Awareness is the fist step and is a key to the door of success. If the awareness of this issue is in place before you become pregnant or have a child then the next step is acceptance. This can be difficult to accept the unknown of how a child might affect your symptoms. But if you at least accept that it might, you can then take the next step of action. Have a plan. Make a plan with your spouse or partner of how you are going to handle these first few months of your infant’s needs.

But what if you wake up one day, at say 3:00 p.m., and you feel like you are in a fog?
You are still in your jammies (the same pair for the third day now), your precious infant is crying and you couldn’t care less. Your family and friends have expressed their concern and you feel numb and confused. In other words you don’t have the awareness until you “come to” in a state of overwhelm with a baby in your arms. This can feel like the worst day of your life. Because it was supposed to be the happiest moment and all you want to do is cry. From here the challenge will be, once again, acceptance. But there is hope out there. You are not alone and you don’t have to do it alone. The action is to educate yourself and get the help you need. There are solutions and you can find the one that feels right to you and get into action.

Can you discuss a success story? Have you worked with anyone who has been struggling with PPD or other adjustment challenges and has recovered?
Yes. Most mothers put it off and continue to suffer longer than they need to. One client came to me through a recommendation by her therapist. Her child was 10 months old and she was still waking every hour in the night to nurse. The mother had put off night weaning out of fear…fear of her own anxiety over the crying.

How bad would it be? How long would it last?
The first night her child struggled with falling asleep but the crying wasn’t half as bad as mom had projected. During the night the child woke every hour but within 5 minutes returned to sleep on her own. And so it goes. The story we make up about the cry is most often far worse than the actual experience of the cry.
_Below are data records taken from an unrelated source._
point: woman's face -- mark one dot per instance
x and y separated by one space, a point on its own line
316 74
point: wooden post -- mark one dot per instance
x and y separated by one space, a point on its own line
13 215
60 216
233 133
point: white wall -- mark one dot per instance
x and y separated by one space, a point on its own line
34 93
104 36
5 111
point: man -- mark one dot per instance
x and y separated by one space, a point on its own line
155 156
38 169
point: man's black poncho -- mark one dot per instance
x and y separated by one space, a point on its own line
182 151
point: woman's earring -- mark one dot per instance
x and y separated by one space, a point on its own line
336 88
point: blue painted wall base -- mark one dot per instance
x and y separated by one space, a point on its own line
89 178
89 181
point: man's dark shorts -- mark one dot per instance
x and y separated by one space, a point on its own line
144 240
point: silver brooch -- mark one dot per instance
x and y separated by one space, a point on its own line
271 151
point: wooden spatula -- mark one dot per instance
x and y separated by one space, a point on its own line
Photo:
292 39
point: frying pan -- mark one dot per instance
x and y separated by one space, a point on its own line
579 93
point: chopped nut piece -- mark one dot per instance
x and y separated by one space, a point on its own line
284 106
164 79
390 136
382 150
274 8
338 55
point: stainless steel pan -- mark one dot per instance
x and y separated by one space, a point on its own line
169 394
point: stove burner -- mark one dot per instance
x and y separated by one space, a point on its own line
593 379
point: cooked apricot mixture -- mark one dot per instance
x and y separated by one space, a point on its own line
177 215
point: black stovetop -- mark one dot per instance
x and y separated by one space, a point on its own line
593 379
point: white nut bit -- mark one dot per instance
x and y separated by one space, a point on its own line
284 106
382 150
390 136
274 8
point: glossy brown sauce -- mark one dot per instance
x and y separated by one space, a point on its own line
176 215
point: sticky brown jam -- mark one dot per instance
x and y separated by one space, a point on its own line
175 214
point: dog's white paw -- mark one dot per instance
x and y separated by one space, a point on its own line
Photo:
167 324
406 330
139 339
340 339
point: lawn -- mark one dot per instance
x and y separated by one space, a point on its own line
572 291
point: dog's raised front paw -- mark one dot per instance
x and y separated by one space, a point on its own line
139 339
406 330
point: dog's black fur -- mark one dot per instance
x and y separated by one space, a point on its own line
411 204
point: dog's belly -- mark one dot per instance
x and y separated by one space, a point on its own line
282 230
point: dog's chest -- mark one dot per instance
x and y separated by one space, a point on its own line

Is there anything else you would like to share about your work with moms or prenatal and postpartum health?
A mother with depression or mood instability can not sustain sleep interruptions in the night for too long. The well being of the family will, sooner than later, depend on HER getting quality sleep. In most cases the thought of the process is much worse than the reality of it. And when they get to the other side, and the quality and quantity of sleep has improved so dramatically, they all say the same thing…”Why did I wait so long?”